Source URL: https://simonwillison.net/2024/Dec/6/roaming-rag/#atom-everything
Source: Simon Willison’s Weblog
Title: Roaming RAG – make the model find the answers
Feedly Summary: Roaming RAG – make the model find the answers
Neat new RAG technique (with a snappy name) from John Berryman:
The big idea of Roaming RAG is to craft a simple LLM application so that the LLM assistant is able to read a hierarchical outline of a document, and then rummage though the document (by opening sections) until it finds and answer to the question at hand. Since Roaming RAG directly navigates the text of the document, there is no need to set up retrieval infrastructure, and fewer moving parts means less things you can screw up!
John includes an example which works by collapsing a Markdown document down to just the headings, each with an instruction comment that says .

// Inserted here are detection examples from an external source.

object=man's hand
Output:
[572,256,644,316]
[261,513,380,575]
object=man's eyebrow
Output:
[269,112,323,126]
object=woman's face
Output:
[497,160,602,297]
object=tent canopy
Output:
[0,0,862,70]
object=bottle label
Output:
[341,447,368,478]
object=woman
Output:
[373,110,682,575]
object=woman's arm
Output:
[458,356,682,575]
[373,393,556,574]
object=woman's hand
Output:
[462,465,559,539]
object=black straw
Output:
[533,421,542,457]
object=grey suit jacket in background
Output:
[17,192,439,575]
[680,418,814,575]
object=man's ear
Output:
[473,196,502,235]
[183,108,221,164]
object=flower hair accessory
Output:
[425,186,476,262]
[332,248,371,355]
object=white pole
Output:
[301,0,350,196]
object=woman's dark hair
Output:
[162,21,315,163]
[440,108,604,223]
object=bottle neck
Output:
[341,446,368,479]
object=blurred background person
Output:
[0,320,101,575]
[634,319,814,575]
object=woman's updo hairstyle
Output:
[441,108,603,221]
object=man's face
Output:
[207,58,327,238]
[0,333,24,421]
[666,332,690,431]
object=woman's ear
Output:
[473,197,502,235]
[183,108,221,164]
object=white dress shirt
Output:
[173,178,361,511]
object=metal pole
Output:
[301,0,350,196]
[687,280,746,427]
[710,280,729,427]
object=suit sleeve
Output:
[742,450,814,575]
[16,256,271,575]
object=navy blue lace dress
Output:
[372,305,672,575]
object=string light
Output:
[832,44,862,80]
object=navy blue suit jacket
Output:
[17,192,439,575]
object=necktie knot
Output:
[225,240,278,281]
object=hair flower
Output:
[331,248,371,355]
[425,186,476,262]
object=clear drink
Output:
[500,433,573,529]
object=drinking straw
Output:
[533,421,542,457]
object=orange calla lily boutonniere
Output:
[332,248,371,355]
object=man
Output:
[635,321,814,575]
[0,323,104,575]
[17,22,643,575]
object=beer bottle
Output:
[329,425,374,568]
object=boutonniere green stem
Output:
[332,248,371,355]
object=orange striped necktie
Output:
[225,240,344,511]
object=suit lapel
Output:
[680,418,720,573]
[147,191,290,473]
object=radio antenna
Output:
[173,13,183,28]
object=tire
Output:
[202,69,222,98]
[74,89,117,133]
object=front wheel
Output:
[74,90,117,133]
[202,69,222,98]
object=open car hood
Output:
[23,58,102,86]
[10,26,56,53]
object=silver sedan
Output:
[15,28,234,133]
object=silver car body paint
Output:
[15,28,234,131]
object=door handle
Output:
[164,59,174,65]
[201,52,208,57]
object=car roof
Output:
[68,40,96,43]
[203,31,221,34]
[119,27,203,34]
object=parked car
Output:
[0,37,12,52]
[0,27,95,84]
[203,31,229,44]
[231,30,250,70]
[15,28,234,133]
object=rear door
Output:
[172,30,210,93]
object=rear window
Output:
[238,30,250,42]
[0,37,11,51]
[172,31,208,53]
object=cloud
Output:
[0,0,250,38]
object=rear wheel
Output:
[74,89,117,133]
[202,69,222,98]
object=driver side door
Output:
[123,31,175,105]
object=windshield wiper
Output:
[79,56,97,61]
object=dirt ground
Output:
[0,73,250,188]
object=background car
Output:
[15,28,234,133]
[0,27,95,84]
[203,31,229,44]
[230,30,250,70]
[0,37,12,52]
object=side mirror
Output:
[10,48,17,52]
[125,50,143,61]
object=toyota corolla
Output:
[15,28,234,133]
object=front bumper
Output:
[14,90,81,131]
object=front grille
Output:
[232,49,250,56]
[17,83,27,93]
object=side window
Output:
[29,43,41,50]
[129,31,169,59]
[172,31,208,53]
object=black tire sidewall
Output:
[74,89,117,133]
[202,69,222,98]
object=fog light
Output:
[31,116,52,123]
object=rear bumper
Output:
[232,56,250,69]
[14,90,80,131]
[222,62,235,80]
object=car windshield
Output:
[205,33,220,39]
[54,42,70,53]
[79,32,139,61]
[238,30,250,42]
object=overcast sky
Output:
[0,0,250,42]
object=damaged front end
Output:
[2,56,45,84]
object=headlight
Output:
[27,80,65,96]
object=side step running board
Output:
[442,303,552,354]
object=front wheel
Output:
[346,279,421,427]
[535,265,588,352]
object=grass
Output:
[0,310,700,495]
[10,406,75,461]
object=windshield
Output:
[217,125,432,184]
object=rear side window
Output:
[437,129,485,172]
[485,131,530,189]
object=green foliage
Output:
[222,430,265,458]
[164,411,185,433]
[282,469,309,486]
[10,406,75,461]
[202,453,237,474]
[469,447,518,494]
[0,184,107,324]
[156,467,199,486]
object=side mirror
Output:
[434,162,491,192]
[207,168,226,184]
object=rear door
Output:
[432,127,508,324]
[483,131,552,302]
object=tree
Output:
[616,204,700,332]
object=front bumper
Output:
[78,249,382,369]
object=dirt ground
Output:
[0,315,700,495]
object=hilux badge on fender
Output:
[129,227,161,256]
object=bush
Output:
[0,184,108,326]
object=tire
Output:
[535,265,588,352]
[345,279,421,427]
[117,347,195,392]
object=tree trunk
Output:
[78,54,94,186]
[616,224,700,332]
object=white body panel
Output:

An expand_section() tool is then provided with the following tool description:
Expand a section of the markdown document to reveal its contents.
– Expand the most specific (lowest-level) relevant section first
– Multiple sections can be expanded in parallel
– You can expand any section regardless of parent section state (e.g. parent sections do not need to be expanded to view subsection content)
I’ve explored both vector search and full-text search RAG in the past, but this is the first convincing sounding technique I’ve seen that skips search entirely and instead leans into allowing the model to directly navigate large documents via their headings.
Via @jnbrymn.bsky.social
Tags: prompt-engineering, generative-ai, ai, rag, llms
AI Summary and Description: Yes
Summary: The text introduces a novel technique called Roaming RAG, which enhances how Large Language Models (LLMs) can access and retrieve information from document hierarchies. By enabling direct navigation of document headings without the need for complex retrieval infrastructures, it presents a significant advancement in generative AI applications, particularly for professionals in AI and document processing.
Detailed Description: The Roaming RAG method, presented by John Berryman, is a promising approach to streamline information retrieval for LLM applications. It specifically addresses the challenges associated with document navigation and retrieval systems. The following points outline its significance and functionality:
– **Concept of Roaming RAG**:
– It simplifies the LLM’s ability to read a hierarchical document structure rather than depending on traditional search mechanisms.
– By allowing the model to navigate directly through the headings, it reduces the complexity and potential points of failure often inherent in retrieval systems.
– **Functionality**:
– The technique involves compressing Markdown documents to focus only on headings, which streamlines the retrieval process.
– An ‘expand_section()’ tool is implemented to allow users to reveal specific contents of the document as needed, facilitating targeted navigation.
– **Execution**:
– Users can expand the most relevant sections first, which optimizes the search for specific information.
– The flexibility of expanding multiple sections simultaneously without the requirement of expanding parent sections means that users can gain access to information much more quickly and efficiently.
– **Comparative Advantage**:
– This approach contrasts with traditional vector or full-text searches that require constructing complex infrastructures.
– By eliminating the search step, Roaming RAG could lead to faster information retrieval and improved user experience in applications relying on generative AI.
Overall, Roaming RAG represents a significant innovation in the context of LLM application development, particularly for professionals involved in AI and information retrieval, as it offers a more straightforward and efficient method to access structured information within documents.